Vitorino Nemésio, que também ficará entre os varões ilustres deste século, cedo anotando-lhe a rudeza, escreveria que ele era "no fundo um dos homens mais simples e sinceros que se podem encontrar". Livros como Pão Ázimo (1931), Bichos (1940), Contos da Montanha (1941), Novos Contos da Montanha (1944), Vindima (1945) atestam como a ligação à terra, a intimidade com a natureza, a batalha para enfrentar o drama que vai do berço à sepultura marcaram de maneira essencial a sua capacidade de compreender o sofrimento, de bradar aos céus e de também se assumir franciscano no comportamento.
Nos volumes do Diário, iniciado em 1941, entende-se a cada linha por que é que nos informou de que "é por dentro que eu gosto que aconteça a minha vida", e que a sua poesia explodia, "abra as portas da prisão". Experiente do poder das palavras, consciente da riqueza e da força da língua portuguesa que tinha ao seu dispor, e que aprendeu a usar com um vigor tal que nenhuma dessas palavras é supérflua nos seus textos, também exercitou a seu modo a cidadania, na época em que lhe aconteceu viver, e que viu nascer e morrer os totalitarismos de direita e de esquerda, duas guerras mundiais, a guerra civil de Espanha, o regime corporativo que detestou, a guerra de África e a amargura que confessou a respeito do processo que conduziu ao ponto final do império português, que teria imaginado multiplicado nos "Brasis" da sua experiência e recordação.
Depois de observar o Norte de Espanha no período da guerra civil, de passar pela Itália de Mussolini, sintetisa a época no conceito dramático das "angústias paradas", clama que "apetece gritar mas ninguém grita", confessa ter em si uma raiz anarquista que não o deixa suportar o poder.
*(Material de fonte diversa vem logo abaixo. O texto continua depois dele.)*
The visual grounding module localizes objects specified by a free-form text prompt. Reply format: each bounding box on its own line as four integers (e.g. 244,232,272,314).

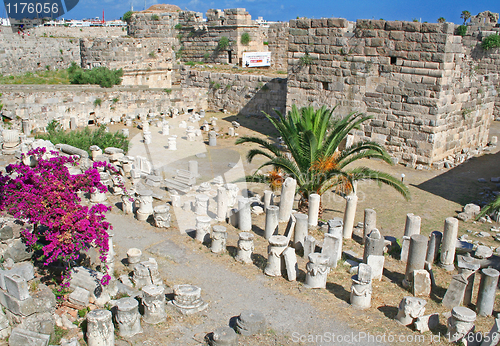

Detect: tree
236,105,410,206
460,11,470,25
0,148,112,284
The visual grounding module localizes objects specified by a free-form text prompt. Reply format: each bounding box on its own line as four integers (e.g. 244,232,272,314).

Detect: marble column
304,252,330,288
217,186,228,222
211,225,227,253
264,205,279,239
195,216,211,243
264,190,274,211
142,285,167,324
362,208,377,244
115,298,142,338
439,217,458,271
403,234,428,287
343,193,358,239
293,213,308,250
235,232,254,263
476,268,500,316
238,198,252,232
137,190,153,221
264,235,288,276
307,193,321,228
278,177,297,222
87,309,115,346
195,195,210,216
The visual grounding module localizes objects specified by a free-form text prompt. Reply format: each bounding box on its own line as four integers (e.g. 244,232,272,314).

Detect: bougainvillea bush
0,148,112,285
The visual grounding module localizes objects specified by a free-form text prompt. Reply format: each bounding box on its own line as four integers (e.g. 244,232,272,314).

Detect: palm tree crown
236,105,409,205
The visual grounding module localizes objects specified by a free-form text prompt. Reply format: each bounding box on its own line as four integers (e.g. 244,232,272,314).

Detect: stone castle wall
180,67,286,116
26,26,127,38
287,18,498,164
80,38,173,88
267,23,289,71
0,85,207,130
0,29,80,75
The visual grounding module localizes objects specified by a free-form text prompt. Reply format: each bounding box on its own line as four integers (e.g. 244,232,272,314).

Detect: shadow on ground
415,152,500,205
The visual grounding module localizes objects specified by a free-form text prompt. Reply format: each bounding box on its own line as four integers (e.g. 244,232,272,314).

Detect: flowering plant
0,148,112,284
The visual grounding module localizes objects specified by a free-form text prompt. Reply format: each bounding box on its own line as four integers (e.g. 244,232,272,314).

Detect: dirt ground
53,113,500,345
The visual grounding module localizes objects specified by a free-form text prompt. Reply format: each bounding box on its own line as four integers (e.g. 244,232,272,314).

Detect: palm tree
460,11,470,25
236,105,410,206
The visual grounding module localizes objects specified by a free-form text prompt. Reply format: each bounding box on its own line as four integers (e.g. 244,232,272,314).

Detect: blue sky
4,0,500,24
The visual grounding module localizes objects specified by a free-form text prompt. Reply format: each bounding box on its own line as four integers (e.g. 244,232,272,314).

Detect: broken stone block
4,274,30,300
414,313,439,333
68,287,90,306
0,285,56,316
441,274,468,309
9,327,50,346
412,269,431,297
283,247,299,281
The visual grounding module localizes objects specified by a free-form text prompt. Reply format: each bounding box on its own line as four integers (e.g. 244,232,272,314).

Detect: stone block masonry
0,85,207,131
0,28,80,75
180,66,287,116
287,18,498,165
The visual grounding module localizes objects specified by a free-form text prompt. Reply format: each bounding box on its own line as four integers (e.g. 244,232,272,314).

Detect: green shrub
68,62,123,88
481,34,500,50
299,52,312,66
217,36,229,51
240,32,252,46
36,120,129,154
122,11,134,22
457,25,467,36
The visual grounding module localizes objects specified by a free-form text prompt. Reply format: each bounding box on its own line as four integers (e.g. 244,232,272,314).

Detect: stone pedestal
168,136,177,150
236,310,267,336
264,235,288,276
208,131,217,147
395,297,427,326
446,306,476,342
278,177,297,222
235,232,254,263
142,285,167,324
350,275,372,309
264,205,279,240
321,233,342,268
293,213,308,250
439,217,458,271
264,190,274,211
217,186,228,222
362,209,377,244
307,193,321,228
153,204,171,228
127,247,142,269
403,234,427,287
209,327,238,346
476,268,500,316
238,198,252,232
137,190,153,221
211,226,227,253
87,310,115,346
304,252,330,288
195,216,211,243
169,285,208,315
343,193,358,239
425,231,443,263
116,298,142,338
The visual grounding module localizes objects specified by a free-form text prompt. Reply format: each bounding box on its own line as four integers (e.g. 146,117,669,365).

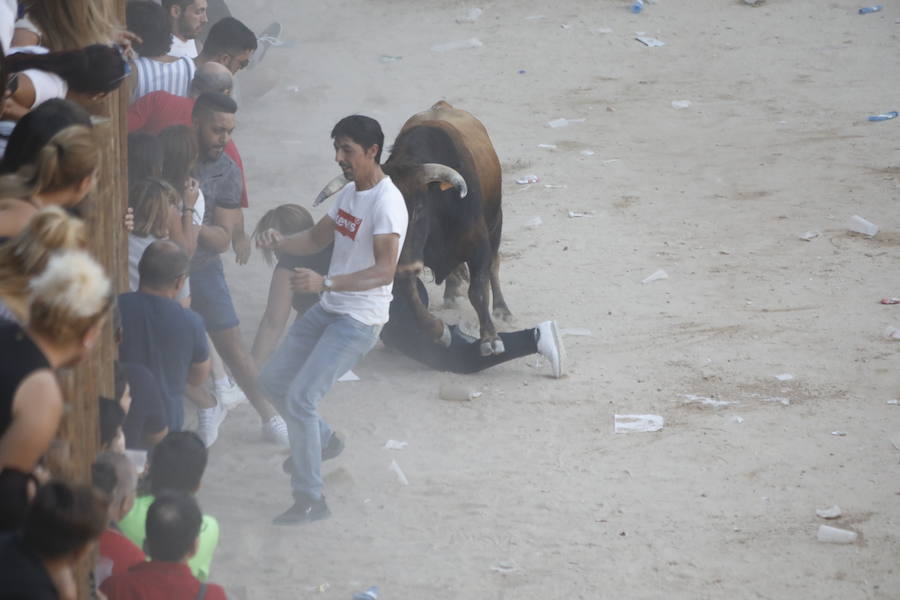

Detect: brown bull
317,102,510,355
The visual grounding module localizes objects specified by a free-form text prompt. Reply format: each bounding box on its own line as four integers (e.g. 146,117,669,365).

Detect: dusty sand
195,0,900,600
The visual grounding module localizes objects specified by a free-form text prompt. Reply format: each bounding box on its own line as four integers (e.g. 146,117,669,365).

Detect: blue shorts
191,256,240,333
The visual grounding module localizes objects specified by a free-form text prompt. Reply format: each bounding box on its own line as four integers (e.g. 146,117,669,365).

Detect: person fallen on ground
2,44,131,121
91,452,147,585
0,248,114,530
190,94,287,446
119,240,212,441
119,431,219,581
156,122,249,418
258,115,408,525
0,125,100,240
162,0,208,58
125,0,197,103
252,204,566,378
0,481,108,600
251,204,332,368
128,62,249,208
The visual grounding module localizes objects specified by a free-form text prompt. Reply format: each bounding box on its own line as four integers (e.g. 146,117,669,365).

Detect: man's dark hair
22,481,108,559
138,240,188,290
200,17,256,56
147,431,207,496
99,396,125,446
3,44,128,94
144,492,203,562
162,0,194,13
191,92,237,121
125,0,172,56
0,98,91,173
331,115,384,164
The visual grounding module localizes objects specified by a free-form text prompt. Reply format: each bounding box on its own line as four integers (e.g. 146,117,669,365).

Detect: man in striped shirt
125,0,197,102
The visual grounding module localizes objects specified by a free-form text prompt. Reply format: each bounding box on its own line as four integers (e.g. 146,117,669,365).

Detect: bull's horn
313,175,348,206
421,163,469,198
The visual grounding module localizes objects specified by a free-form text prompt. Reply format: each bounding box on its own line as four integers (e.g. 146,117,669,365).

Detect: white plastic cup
847,215,878,237
816,525,859,544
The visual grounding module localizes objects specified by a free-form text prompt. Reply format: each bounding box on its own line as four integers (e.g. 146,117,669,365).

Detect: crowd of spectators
0,0,274,600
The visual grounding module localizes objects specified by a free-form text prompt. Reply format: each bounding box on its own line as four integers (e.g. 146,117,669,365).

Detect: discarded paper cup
847,215,878,237
641,269,669,283
439,383,481,402
816,525,859,544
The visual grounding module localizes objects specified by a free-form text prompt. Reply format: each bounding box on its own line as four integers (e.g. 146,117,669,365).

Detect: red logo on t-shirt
335,209,362,241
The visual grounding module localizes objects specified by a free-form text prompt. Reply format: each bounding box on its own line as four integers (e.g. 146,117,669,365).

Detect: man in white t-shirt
162,0,208,59
259,115,408,525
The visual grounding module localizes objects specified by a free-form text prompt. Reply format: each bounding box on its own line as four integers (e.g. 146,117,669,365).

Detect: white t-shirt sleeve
372,187,409,236
22,69,69,108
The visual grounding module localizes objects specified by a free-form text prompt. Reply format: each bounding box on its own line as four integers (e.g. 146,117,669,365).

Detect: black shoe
281,433,344,475
272,496,331,525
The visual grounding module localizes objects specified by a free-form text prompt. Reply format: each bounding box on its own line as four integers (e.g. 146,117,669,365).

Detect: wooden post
47,0,128,599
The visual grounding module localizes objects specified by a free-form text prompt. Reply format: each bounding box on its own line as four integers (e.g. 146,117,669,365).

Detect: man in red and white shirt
259,115,408,525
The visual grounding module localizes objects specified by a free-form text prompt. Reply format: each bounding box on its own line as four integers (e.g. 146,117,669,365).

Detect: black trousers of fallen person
381,279,537,374
279,248,537,374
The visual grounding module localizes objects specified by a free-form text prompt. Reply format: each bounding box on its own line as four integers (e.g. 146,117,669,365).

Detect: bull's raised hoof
491,302,512,323
481,337,506,356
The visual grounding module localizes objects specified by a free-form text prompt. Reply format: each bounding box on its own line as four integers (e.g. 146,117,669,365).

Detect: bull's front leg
394,276,452,347
468,256,506,356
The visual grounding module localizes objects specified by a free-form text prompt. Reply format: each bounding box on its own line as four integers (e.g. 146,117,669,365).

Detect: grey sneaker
537,321,566,379
197,402,228,448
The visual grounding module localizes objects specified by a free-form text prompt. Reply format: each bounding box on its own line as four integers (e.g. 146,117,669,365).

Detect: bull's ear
419,163,469,198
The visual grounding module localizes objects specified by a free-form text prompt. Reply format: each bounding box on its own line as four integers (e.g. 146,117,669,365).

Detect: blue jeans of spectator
260,304,381,500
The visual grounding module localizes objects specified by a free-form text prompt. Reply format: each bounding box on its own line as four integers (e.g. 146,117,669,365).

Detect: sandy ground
195,0,900,600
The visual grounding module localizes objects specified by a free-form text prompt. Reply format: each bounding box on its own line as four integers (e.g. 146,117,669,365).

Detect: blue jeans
260,304,381,500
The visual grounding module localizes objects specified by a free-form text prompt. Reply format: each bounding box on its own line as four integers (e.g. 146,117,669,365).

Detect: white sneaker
537,321,566,379
263,415,291,447
216,379,247,410
197,402,228,448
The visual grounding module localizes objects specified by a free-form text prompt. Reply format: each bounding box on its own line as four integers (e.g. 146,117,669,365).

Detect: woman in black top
0,251,114,530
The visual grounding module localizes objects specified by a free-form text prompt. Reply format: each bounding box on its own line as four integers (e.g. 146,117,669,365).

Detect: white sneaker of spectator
215,377,247,410
263,415,291,446
537,321,566,379
197,402,228,448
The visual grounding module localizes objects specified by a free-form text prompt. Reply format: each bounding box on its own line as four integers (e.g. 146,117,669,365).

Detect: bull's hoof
437,323,453,348
481,338,506,356
491,306,512,323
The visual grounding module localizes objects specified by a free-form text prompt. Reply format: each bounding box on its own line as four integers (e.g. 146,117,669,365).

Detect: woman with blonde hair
0,250,115,531
0,206,87,323
0,125,100,239
128,177,200,295
251,204,331,368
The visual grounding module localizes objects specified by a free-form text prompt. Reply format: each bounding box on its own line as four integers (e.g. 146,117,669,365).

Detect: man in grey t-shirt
191,93,287,445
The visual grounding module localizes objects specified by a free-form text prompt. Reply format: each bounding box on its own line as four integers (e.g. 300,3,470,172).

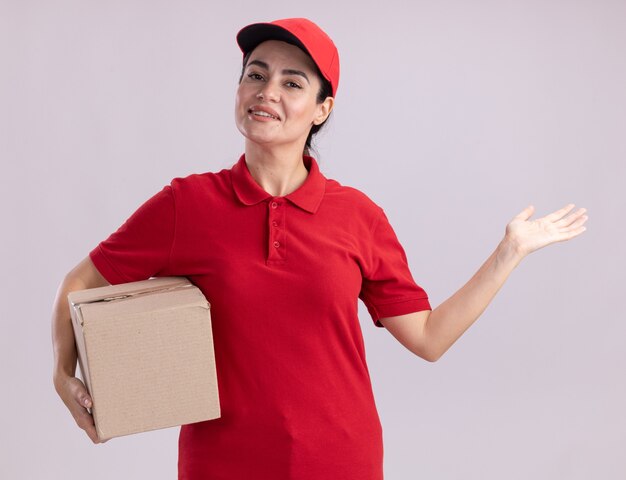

A pressão política e a injustiça feita à sua própria mulher, demitida de professora da Faculdade de Letras de Lisboa, tiveram a resposta do fortalecimento da inteireza. Pelas terras transmontanas de onde veio, diz-se que todos fazem bem em ser modestos, mas ninguém deve transigir em ser humilde. Era assim quando fazia justo alarde de intransigente.
Como disse em tempos Jorge Amado, foi o escritor da língua portuguesa, deste século, que mais mereceu o Prémio Nobel, num tempo em que não era costume que o desdenhassem os que são excluídos. Mas poucos terão merecido melhor atenção, enquanto vivos, dos mais autorizados dos seus contemporâneos: Eduardo Lourenço, Oscar Lopes, Pereira de Carvalho, Mourão-Ferreira, Jorge Amado, Vitorino Nemésio, são dos que vêm à lembrança nesta apressada necessidade de lhe prestar homenagem, quando entra na breve fila dos "sepultados insepultos". Aquele que civicamente ensinou que temos nas nossas mãos o temível poder de recusar.

Aplausos gerais.

0 Sr. Presidente: - Para uma intervenção, tem a palavra o Sr. Deputado Fernando Amaral.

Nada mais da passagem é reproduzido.